DOGE

Rand Paul Wants DOGE To Build a $500 Billion Rescission Package for Congress To Approve

"The only way you get less waste is to give them less money to spend," says the libertarian-adjacent senator from Kentucky.

|

Sen. Rand Paul (R–Ky.) is no newcomer to pointing out silly ways that the federal government wastes taxpayer dollars—like the time the National Institutes of Health spent over $300,000 to study whether quails got more frisky after being fed cocaine, which has been a staple of his speeches for years.

So he's pretty thrilled to see the executive branch focused on cutting wasteful spending.

"We've been pointing this out for a decade, but now we finally have an administration that's interested in it—they are canceling contracts, locking doors, firing people.
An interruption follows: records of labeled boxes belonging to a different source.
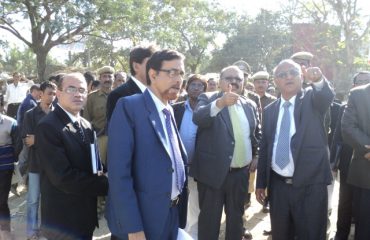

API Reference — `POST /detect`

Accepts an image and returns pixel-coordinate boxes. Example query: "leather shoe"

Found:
[242,230,253,240]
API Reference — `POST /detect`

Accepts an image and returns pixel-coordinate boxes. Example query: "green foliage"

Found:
[205,10,291,72]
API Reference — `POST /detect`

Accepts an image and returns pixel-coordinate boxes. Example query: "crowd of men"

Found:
[0,46,370,240]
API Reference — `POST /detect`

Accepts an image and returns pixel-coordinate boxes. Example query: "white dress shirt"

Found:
[148,88,180,199]
[271,95,297,177]
[210,100,252,167]
[131,76,146,93]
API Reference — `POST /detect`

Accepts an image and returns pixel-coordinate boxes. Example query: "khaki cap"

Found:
[252,71,270,81]
[233,60,251,75]
[290,52,313,61]
[98,66,114,75]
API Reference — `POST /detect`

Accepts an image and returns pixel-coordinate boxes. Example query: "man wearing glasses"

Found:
[35,73,108,239]
[106,50,187,240]
[256,59,334,240]
[172,74,207,239]
[190,66,260,240]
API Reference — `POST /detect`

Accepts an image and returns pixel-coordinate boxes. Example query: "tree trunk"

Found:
[35,49,48,82]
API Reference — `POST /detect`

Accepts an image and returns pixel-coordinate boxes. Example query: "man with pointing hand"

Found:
[190,66,260,240]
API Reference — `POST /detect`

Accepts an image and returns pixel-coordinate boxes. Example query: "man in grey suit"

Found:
[256,59,334,240]
[190,66,260,240]
[342,81,370,240]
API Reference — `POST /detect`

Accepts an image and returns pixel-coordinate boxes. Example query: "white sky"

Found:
[0,0,370,59]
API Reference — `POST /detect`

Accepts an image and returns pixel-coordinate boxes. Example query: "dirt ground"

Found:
[9,179,353,240]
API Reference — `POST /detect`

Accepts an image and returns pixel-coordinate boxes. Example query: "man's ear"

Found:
[148,69,157,82]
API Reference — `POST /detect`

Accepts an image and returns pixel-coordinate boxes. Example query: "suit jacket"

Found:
[330,105,353,174]
[21,103,54,173]
[257,80,334,189]
[106,90,187,240]
[190,92,261,189]
[107,77,141,123]
[35,105,108,239]
[342,84,370,189]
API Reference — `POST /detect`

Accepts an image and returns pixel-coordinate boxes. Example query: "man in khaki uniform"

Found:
[83,66,114,164]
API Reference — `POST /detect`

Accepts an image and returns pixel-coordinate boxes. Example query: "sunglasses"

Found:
[276,68,299,78]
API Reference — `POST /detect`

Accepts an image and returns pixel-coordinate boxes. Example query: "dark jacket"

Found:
[107,77,142,123]
[22,104,54,173]
[35,105,108,239]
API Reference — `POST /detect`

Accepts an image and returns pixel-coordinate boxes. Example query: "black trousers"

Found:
[353,187,370,240]
[110,206,179,240]
[198,167,249,240]
[0,170,13,231]
[269,171,328,240]
[335,171,354,240]
[6,103,21,119]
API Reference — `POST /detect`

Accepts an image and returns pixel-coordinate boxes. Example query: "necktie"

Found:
[229,105,247,168]
[163,109,185,192]
[275,102,291,169]
[73,121,85,142]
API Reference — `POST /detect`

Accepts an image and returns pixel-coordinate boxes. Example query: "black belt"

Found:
[170,196,180,207]
[271,170,293,184]
[229,165,249,172]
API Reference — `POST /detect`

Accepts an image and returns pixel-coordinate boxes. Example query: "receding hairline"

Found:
[273,58,302,77]
[58,72,87,89]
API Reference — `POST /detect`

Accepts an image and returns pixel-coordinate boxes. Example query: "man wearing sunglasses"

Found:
[256,59,334,240]
[190,66,260,240]
[106,50,187,240]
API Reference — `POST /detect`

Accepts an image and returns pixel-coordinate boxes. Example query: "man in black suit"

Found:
[190,66,260,240]
[35,73,108,240]
[107,46,156,123]
[330,71,370,240]
[256,59,334,240]
[342,81,370,240]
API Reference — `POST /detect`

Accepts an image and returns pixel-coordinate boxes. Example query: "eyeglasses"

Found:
[222,77,243,83]
[63,86,87,94]
[189,82,204,91]
[158,69,185,78]
[276,68,299,78]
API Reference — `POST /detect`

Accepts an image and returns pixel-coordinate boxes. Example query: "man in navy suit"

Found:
[256,59,334,240]
[107,46,156,123]
[106,50,187,240]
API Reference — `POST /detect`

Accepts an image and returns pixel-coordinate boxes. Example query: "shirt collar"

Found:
[185,99,193,112]
[280,95,297,109]
[58,103,81,123]
[131,76,147,93]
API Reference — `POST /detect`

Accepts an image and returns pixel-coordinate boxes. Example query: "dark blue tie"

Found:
[73,121,85,142]
[162,109,185,192]
[275,102,291,169]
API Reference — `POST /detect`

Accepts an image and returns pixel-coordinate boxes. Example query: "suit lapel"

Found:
[127,77,141,95]
[54,105,86,147]
[143,90,171,157]
[294,91,304,129]
[271,98,281,139]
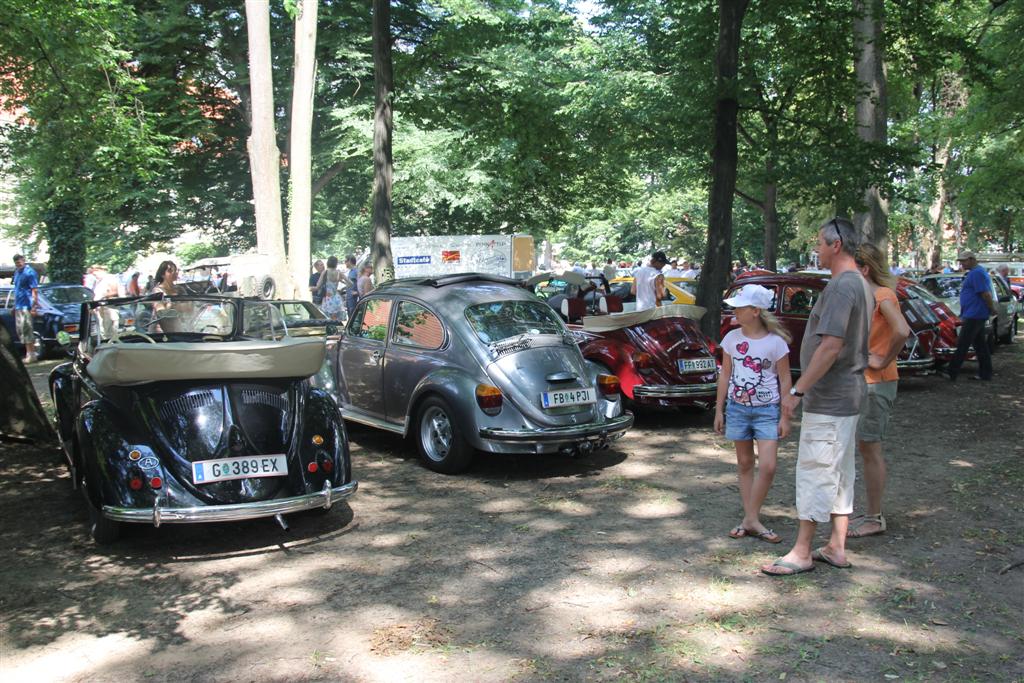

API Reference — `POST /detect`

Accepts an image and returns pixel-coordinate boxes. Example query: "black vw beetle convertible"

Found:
[50,295,357,543]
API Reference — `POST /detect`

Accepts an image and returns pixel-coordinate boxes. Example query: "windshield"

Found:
[41,287,92,303]
[89,298,236,343]
[921,276,964,299]
[466,301,565,344]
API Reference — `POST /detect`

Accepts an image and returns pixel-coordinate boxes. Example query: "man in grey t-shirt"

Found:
[761,218,872,577]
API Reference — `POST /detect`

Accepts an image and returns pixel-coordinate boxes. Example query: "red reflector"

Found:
[633,351,654,369]
[597,375,621,396]
[476,384,503,415]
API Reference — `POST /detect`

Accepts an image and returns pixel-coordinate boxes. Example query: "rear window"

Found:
[921,276,964,299]
[466,301,565,344]
[42,287,92,303]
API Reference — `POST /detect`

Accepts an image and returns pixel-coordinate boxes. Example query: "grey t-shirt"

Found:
[800,270,871,416]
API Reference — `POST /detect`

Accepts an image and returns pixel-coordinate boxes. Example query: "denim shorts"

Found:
[725,400,781,441]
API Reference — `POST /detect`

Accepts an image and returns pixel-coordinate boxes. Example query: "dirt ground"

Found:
[0,338,1024,683]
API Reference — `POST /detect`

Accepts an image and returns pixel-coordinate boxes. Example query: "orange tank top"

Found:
[864,287,899,384]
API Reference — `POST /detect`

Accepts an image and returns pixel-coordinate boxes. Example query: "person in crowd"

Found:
[715,285,793,543]
[12,254,39,362]
[316,256,351,299]
[82,265,96,290]
[761,218,872,577]
[946,251,995,382]
[345,254,359,316]
[356,263,374,299]
[630,251,668,310]
[125,271,142,296]
[601,258,618,283]
[846,243,910,538]
[309,259,324,306]
[153,261,180,296]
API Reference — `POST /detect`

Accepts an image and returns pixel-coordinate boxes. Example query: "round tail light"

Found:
[597,375,622,396]
[476,384,504,415]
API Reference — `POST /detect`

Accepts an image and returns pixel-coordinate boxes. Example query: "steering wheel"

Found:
[106,330,157,344]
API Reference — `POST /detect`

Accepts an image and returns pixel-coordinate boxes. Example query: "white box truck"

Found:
[391,234,537,280]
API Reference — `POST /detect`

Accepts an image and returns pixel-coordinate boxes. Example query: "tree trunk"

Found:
[246,0,294,292]
[697,0,748,339]
[761,176,778,270]
[853,0,889,253]
[370,0,394,283]
[0,325,56,443]
[288,0,318,299]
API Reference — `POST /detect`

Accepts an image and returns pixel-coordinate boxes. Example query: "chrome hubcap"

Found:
[420,405,452,461]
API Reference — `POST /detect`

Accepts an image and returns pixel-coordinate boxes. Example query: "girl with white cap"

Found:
[715,285,793,543]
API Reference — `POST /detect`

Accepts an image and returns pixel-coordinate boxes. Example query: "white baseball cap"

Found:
[722,285,773,310]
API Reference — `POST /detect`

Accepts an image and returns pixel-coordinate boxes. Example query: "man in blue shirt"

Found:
[948,251,995,382]
[14,254,39,362]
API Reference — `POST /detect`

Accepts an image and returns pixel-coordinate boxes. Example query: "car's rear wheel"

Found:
[415,396,473,474]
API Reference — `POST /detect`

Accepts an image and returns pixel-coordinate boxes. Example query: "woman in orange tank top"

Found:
[847,243,910,538]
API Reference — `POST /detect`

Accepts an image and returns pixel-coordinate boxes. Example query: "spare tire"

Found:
[256,275,278,299]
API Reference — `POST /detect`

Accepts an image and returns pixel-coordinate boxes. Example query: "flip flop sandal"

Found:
[761,559,814,577]
[743,528,782,543]
[811,548,853,569]
[846,514,886,539]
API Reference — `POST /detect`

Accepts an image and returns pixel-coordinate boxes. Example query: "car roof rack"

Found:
[377,272,521,289]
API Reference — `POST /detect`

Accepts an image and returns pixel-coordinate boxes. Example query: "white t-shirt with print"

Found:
[722,329,790,405]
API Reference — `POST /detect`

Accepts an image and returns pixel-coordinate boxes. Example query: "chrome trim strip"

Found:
[480,412,633,443]
[103,481,359,526]
[633,383,718,398]
[896,358,935,370]
[341,407,406,435]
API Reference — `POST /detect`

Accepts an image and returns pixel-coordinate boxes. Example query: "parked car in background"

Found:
[721,272,937,375]
[0,284,92,357]
[49,296,357,543]
[332,273,633,473]
[180,254,278,299]
[611,275,696,312]
[569,305,719,409]
[919,272,1020,344]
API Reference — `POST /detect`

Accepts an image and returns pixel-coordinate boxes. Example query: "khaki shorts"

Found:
[857,382,899,442]
[797,412,858,523]
[14,308,36,344]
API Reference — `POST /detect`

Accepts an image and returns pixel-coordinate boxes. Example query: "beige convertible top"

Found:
[86,337,327,386]
[583,303,708,332]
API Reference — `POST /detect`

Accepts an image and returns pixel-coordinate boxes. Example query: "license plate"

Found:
[676,358,716,373]
[193,454,288,483]
[541,387,597,408]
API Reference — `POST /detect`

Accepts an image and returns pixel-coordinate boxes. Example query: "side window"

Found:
[782,286,820,315]
[391,301,444,348]
[348,299,391,341]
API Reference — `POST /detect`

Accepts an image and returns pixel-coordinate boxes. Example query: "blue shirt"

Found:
[14,263,39,310]
[961,265,992,321]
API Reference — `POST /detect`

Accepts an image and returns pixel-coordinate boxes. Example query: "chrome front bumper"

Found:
[103,481,359,526]
[633,382,718,398]
[480,412,633,443]
[896,358,935,370]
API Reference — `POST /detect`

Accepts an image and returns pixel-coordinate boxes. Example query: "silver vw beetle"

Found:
[333,273,633,474]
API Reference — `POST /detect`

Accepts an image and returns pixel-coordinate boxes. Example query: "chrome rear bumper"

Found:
[480,412,633,443]
[633,382,718,398]
[103,481,359,526]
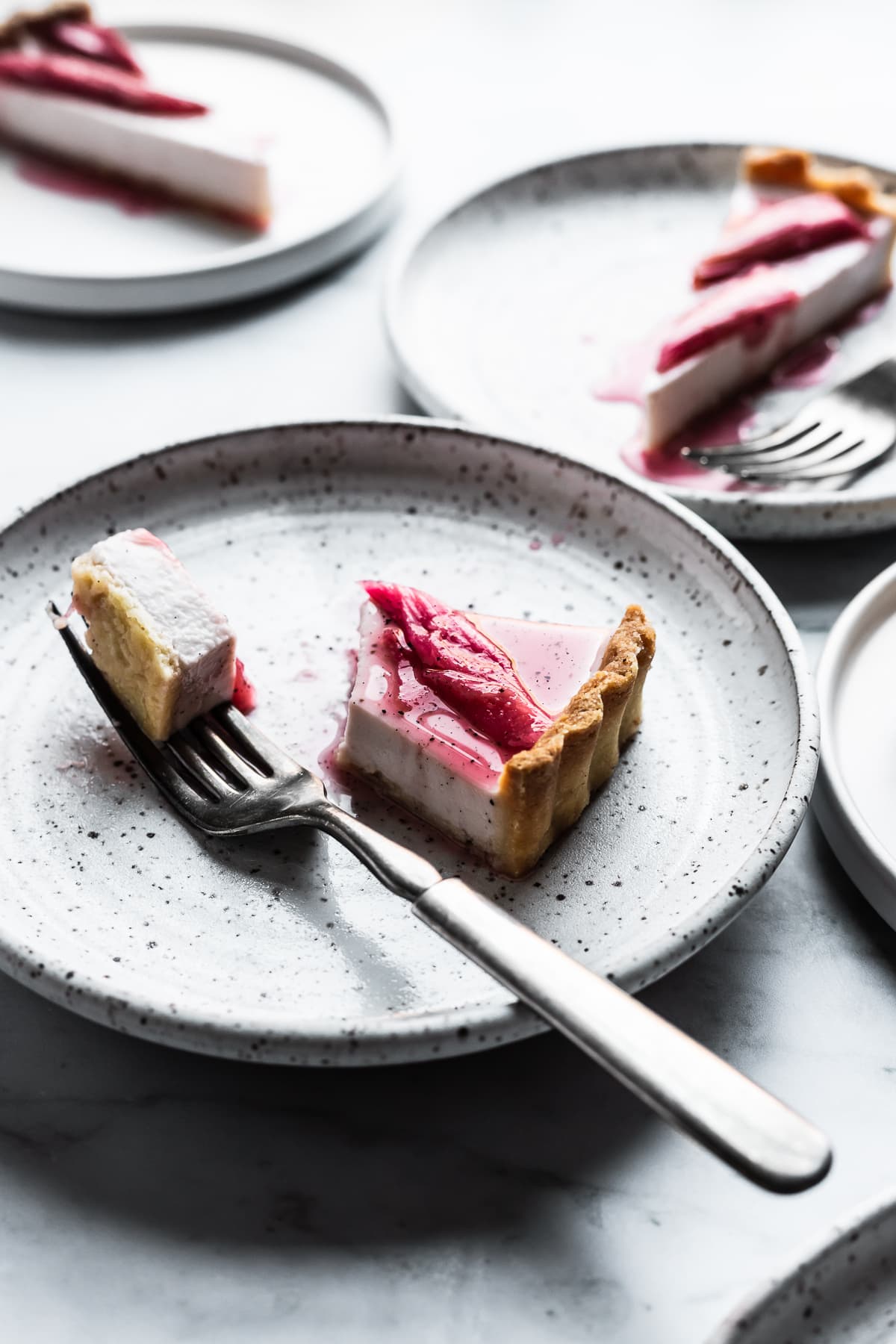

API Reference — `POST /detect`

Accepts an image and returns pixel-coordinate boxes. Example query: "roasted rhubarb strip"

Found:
[37,19,143,75]
[693,191,869,289]
[0,51,208,117]
[361,582,552,751]
[657,266,799,373]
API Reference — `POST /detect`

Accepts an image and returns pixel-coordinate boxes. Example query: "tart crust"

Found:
[337,606,656,877]
[740,148,896,218]
[497,606,657,877]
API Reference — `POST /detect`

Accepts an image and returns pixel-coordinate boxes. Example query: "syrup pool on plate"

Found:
[592,328,849,492]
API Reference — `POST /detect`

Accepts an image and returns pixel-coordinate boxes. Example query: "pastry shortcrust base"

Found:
[337,606,656,877]
[71,538,237,742]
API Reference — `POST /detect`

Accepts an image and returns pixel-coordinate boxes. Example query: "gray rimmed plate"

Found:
[706,1188,896,1344]
[0,418,817,1065]
[0,24,398,314]
[385,144,896,538]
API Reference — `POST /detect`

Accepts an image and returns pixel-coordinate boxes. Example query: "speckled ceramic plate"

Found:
[0,24,398,314]
[385,136,896,538]
[812,564,896,929]
[706,1189,896,1344]
[0,420,815,1063]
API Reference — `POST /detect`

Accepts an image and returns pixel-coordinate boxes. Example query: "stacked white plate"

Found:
[812,564,896,929]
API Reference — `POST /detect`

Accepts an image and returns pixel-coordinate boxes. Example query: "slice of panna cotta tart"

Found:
[71,528,255,742]
[0,3,271,230]
[642,149,896,447]
[337,583,656,877]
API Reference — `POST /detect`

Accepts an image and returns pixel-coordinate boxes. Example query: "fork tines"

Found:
[682,393,896,484]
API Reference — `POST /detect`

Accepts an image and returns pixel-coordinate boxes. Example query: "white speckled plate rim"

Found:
[382,141,896,539]
[0,415,818,1065]
[704,1186,896,1344]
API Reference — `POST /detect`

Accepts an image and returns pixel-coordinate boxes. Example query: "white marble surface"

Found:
[0,0,896,1344]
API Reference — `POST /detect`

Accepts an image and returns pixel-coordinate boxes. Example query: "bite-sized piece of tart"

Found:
[0,4,271,230]
[71,528,242,742]
[337,583,656,877]
[644,149,896,447]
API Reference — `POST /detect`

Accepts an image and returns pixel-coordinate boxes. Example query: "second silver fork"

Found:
[682,359,896,485]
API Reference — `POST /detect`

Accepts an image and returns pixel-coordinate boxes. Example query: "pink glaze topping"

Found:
[361,582,552,751]
[693,191,869,289]
[231,659,258,714]
[0,51,208,117]
[126,527,180,564]
[657,266,799,373]
[39,19,143,75]
[354,609,612,789]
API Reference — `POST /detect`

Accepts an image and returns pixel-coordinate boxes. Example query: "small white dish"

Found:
[0,24,398,314]
[385,144,896,538]
[706,1186,896,1344]
[812,564,896,929]
[0,418,817,1065]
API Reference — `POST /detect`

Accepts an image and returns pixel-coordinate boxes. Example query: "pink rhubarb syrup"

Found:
[592,192,888,494]
[16,155,170,215]
[353,585,612,788]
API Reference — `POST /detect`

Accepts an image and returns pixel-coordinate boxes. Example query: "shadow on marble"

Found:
[806,813,896,973]
[0,234,388,352]
[741,529,896,632]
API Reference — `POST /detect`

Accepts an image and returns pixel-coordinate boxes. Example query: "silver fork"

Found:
[49,603,832,1193]
[681,359,896,485]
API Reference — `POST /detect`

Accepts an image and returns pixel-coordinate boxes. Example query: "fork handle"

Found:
[414,877,832,1195]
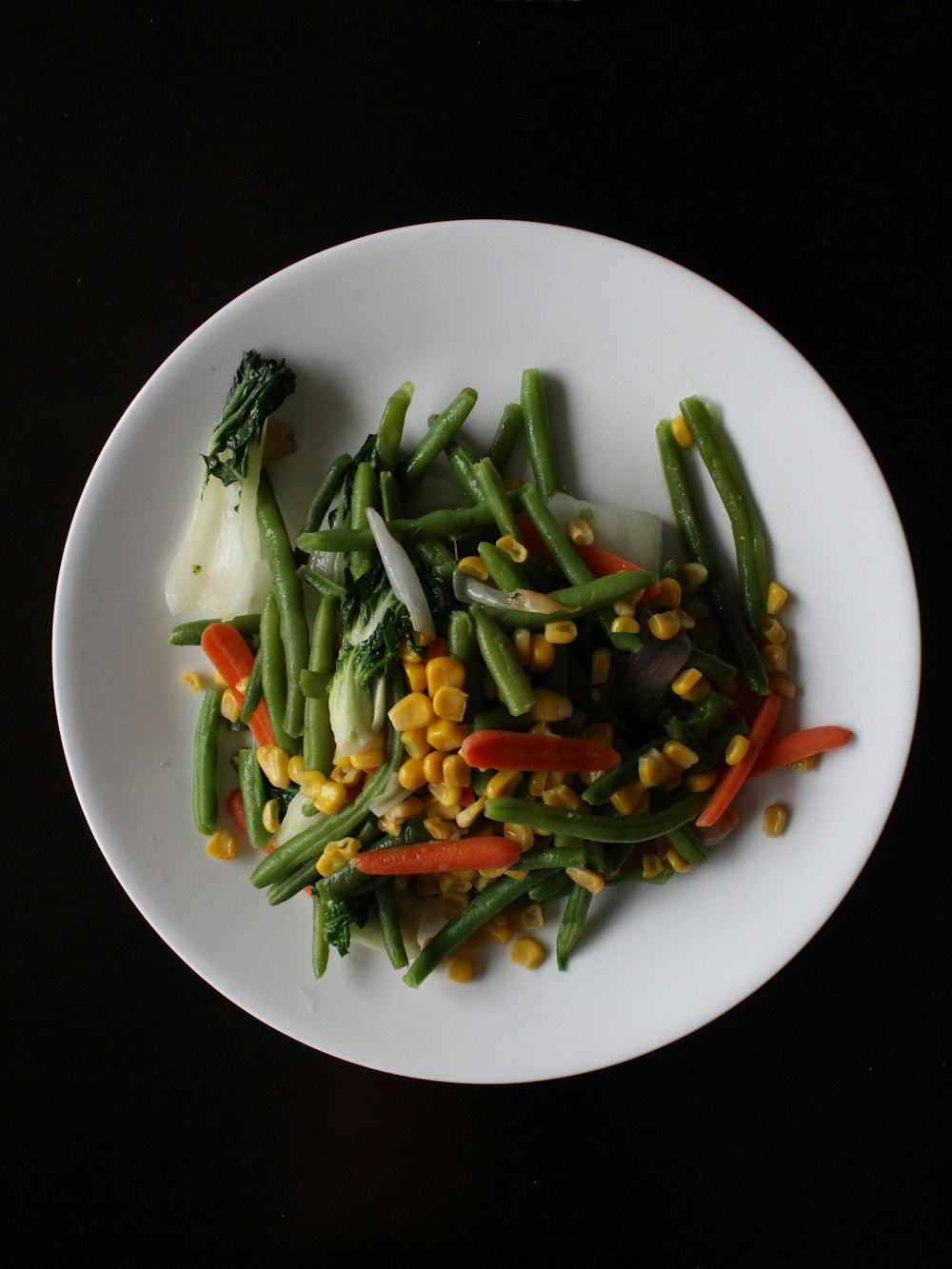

There really is this disrupting force, and that's good," Paul told Reason in an interview on Wednesday.

Nearly a month after President Donald Trump returned to office and unleashed Elon Musk's Department of Government Efficiency (DOGE) on the administrative state, Paul says DOGE is "doing a great job," and he's looking forward to making some of those changes permanent.

Doing that will require a few additional steps.

"If we want to have real savings, they're going to have to send this back to Congress, and Congress is going to have to approve of spending less money," Paul said.

During a weekly meeting of Republican senators earlier on Wednesday, Paul encouraged Vice President J.D. Vance to have the Trump administration draw up a rescission package: a special type of bill that formally withdraws spending Congress had previously authorized. That would allow Congress to make the DOGE spending cuts stick. Even better, a rescission bill can pass the Senate with a simple majority, and Paul believes there would be enough support (even though a similar maneuver failed during the first Trump administration).

"I'd love to see a $500 billion rescission package," Paul said. "The Republicans right now in the Senate are actually agitating to increase spending. I'd much rather be voting on a bill to reduce spending than increase spending."

A vote on a rescission bill would solve some of the legal and procedural questions about DOGE's spending cuts. Under the terms of the Congressional Budget Control and Impoundment Act of 1974, which undergirds the entire modern federal budgetary process, presidents are not allowed to simply refuse to spend money that Congress has appropriated.

Russ Vought, the White House's budget director, believes that law is unconstitutional and is seeking to challenge the limits it places on presidential control over spending. That potentially messy fight could be avoided if Congress gives its approval to rescind the spending DOGE wants to cut.

Meanwhile, Paul shrugged off another criticism of DOGE's efforts so far: that trimming a few billion from the federal budget is insignificant in the face of a nearly $7 trillion federal budget.

"Why would we still not start with the most egregious stuff and get rid of it?" said Paul. "Ultimately, how do you get to better spending? You get better people in government, or you give them less money. I don't think we can really expect to get better people, less bureaucrats in government….The only way you get less waste is to give them less money to spend."